Weather risk market remains buoyant, claims Clemmons

Lynda Clemmons, president of Connecticut-based weather risk company Element Re and president of the Weather Risk Management Association (WRMA), said equity analysts, rating agencies and corporate board directors are starting to pay more attention to the benefits provided by weather hedging. As a result, corporate end-users are increasingly seeking to hedge their profits against fluctuations in seasonal weather.

Since the start of the year, both France's BNP Paribas and Italy's IntesaBCI have pulled back from the weather derivatives market. Failed energy company, Enron, was the leading pioneer in weather risk trading with an estimated 40% market share prior to its demise. Missouri-based energy trader Aquila picked up much of Enron’s weather risk market share but in August exited the business following a decision to cease all trading operations due to credit concerns.
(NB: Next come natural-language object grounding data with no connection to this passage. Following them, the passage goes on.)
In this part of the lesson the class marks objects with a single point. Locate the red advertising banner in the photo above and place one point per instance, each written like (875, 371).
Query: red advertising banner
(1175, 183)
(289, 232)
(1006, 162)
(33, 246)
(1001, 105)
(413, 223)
Ongoing credit concerns at major US energy companies have done little to help build the embryonic market, but this is unlikely to dampen demand for weather derivatives, Clemmons claimed. “End-users are not going to be detracted from the market, but instead will look closely to ascertain counterparty credit risk when entering into transactions.”

This could provide an opportunity for banks, and other financial institutions with a strong credit rating, to pick up business or establish a trading presence, said Tamas Haiman, head of European sales at French bank Société Générale.

But Ross McIntyre, director of weather risk for Deutsche Bank in London, said although interest in weather hedging in Europe was growing, few deals are ever closed since most require board-level approval. He added that around 95% of Deutsche's clients that inquire about weather derivatives are from industries outside the energy sector - the traditional user of weather hedges. For example, Deutsche sold a critical-day, precipitation-linked contract to an organiser of Munich’s annual beer drinking festival, Octoberfest this year.

McIntrye said it was vital for WRMA to take a lead in developing the Japanese and Australian weather markets.